Quando você se vê novamente sozinho dentro de casa, depois de casar separar, casar separar, certas tarefas que antes eram feitas por alguém, agora não são feitas, se você não fizer. Desde a mais simples, lavar um copo ou cueca, até as que ficaram complexas como montar o seu saco de lixo.
Antes, acho que era assim, colocava-se tudo dentro do saco e alguém que levasse embora. Hoje, a pressão ecológica, cuidado com o meio ambiente, fez do lixo um momento de tensão, o quê com quê?
No início me socorri com o Google, aliás, grande companheiro, safo, sempre presente, sabe tudo. Composição esclarecida, agora era preciso memorizar os dias que o caminhão do lixo passava, para os meus hábitos não perderem a carona. Hábitos porque nosso lixo é um testemunho de consumo, e os lixeiros mais atentos passam a saber o que acontece dentro da sua casa.

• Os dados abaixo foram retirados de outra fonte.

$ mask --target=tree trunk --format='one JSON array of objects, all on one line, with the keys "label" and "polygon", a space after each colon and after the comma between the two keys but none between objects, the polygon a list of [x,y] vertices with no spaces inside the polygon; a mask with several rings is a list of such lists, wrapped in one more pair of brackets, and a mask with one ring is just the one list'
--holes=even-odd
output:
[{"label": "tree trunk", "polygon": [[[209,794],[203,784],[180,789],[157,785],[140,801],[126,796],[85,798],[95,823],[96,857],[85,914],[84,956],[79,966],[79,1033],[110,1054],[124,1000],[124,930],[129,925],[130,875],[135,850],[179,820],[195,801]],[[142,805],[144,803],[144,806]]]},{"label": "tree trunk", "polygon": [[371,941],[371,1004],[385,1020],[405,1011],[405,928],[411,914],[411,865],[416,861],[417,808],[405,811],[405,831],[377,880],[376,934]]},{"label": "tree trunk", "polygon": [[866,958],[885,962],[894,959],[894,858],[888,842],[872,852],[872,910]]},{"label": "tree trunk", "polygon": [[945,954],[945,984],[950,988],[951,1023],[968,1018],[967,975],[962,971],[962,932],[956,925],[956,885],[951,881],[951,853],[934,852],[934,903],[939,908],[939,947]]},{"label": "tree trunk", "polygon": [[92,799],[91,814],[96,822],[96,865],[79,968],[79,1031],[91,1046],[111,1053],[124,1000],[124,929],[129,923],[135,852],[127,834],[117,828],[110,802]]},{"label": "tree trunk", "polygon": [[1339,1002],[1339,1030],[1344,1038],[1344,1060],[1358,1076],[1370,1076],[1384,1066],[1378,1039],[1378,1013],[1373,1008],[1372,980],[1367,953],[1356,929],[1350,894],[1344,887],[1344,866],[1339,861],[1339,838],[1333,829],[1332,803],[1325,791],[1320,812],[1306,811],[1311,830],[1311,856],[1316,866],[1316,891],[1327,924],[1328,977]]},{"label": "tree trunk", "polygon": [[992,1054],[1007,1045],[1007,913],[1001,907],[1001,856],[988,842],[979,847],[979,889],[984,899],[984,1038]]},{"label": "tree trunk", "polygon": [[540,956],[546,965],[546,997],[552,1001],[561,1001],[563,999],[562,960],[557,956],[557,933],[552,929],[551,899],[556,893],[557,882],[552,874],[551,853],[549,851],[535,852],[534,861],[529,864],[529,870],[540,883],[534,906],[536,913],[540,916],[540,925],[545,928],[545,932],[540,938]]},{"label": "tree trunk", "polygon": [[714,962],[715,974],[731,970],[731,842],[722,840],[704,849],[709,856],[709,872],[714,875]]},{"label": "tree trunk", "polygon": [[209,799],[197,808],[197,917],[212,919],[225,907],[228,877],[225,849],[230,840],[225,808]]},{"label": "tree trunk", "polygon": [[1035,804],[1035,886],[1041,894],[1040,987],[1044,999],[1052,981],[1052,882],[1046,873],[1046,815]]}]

– TV de LED, hein dotor, 46 polegadas??!! O senhor é chegado num suquinho!! Esse pró-seco deve ser muito bom, caro? Nada como um ar-condicionado nesta época!!
Depois que decorei os dias do caminhão, terça, quinta, sábado, parei de sair correndo alertado pelo barulho da chegada deles, coloco na noite anterior e pelo menos me poupo dos comentários do Sherlock de luvas.
Mas o fato de sempre eu ser o agente que dá o último nó no saco me fez parar, pensar e reverenciar este serviço que muitos nem se dão conta que tem. O que seria da nossa vida sem os lixeiros. Como é bom a gente ter alguém que pega nossas tranqueiras e dá um fim nelas, nosso único trabalho é juntar tudo num saco e deixar na porta de casa que eles se viram.
Lembro que uma vez peguei um 4 de julho com greve de lixeiros em Nova Iorque, a cidade virou um caos, foi a primeira vez que tive o impacto da falta deles.
As pesquisas falam que 70% das pessoas trabalham em atividades que não gostam, se fosse pesquisado só entre os lixeiros, certamente iria bater nos cem. Uma prova de que este mundo não foi formatado para uma sociedade igual, onde todos teriam as mesmas oportunidades e seriam felizes no que fazem. Quem iria querer ser o lixeiro do bairro?
A gente devia agradecer todo dia a presença de quem faz este serviço. E inspirado neles, começar a fazer este serviço em nós mesmos. Nossa produção de lixo pessoal tem aumentado a cada dia, e não estou falando de casca de banana ou lata de cerveja.
Essa correria do dia a dia, essa falta de tempo, paciência, solidariedade, está nos fazendo produzir lixos mentais, de atitudes que, por não jogarmos fora, por não termos um lixeiro a quem passar a bola, permanece com a gente. Mágoas, ressentimentos, mal entendidos, desamor, ódio, raiva, isso nos polui, envenena, e faz mal, a nós e a quem está em volta. É uma sobreposição de lixo compartilhado que não se vê, mas se sente.
O lixo de casa ainda tem quem leve, agradeça a ele.
O nosso lixo depende da gente identificar, juntar, embalar.
Difícil? Comece tentando monitorar suas reações, pensamentos, ajustar seus impulsos e jogue tudo de ruim fora. Se precisar, peça ajuda, todo mundo tem os seus lixeiros espirituais, que como os de rua, estão aí também para isso, peça e eles levam.
Ah, não se esqueça de agradecer também.